Он не прочел последней строчки. Сообразил, что делать этого нельзя — там был адрес!
— За благородного человека! — насмешливо выкрикнул один из легионеров и поднял стакан.
— Нет, за милую Лилли, — возразил другой. — Хороша небось чертовка… Как ты считаешь, счастливчик. Эй, гарсон, еще бутылку. За счет этого удачливого шарфюрера!
«Аист» спрятал записку. Сделал он это торопливо, дрожащими руками — записка радовала и пугала его.
— Но почему милая пери пишет по-немецки? — опять насмешливо произнес первый легионер. — Или она считает нас немцами?
«А на каком языке она могла бы написать? — подумал «аист». — Не на турецком же!» И ответил:
— Да, она считает нас немцами.
Насмешник лукаво подмигнул:
— Надеюсь, ты докажешь ей, что это не так…
Компания залилась громким визгливым смехом.
От одного из столиков отделилась тучная фигура оберштурмфюрера и приблизилась к легионерам.

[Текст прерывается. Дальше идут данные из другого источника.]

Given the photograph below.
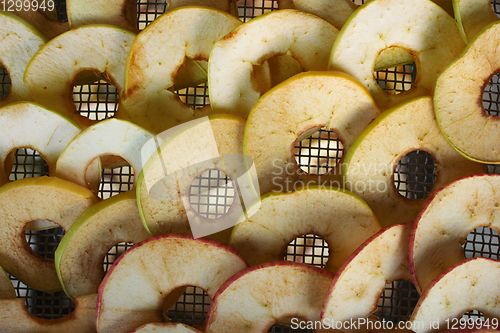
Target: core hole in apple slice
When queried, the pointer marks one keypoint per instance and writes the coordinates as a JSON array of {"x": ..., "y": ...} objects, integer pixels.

— Человеку в немецкой форме нечему радоваться сейчас, — сказал офицер мрачно. — Надеюсь, вы меня поняли, господа?
Легионеры смолкли.
Офицер глянул на них осуждающе и вернулся к своему столику.
9
Не было никакой Лилли. Была Аннета — маленькая полная француженка с вьющимися волосами и милой улыбкой на пухлых губах. Улыбка помогала ей жить. Мужчины ценили привлекательность продавщицы больше, чем сигареты, которые она им предлагала. А сигареты были действительно мерзкими, и Аннета это знала, но где достать лучшие во время войны. Слава богу, что привозят такие, да еще с риском для жизни.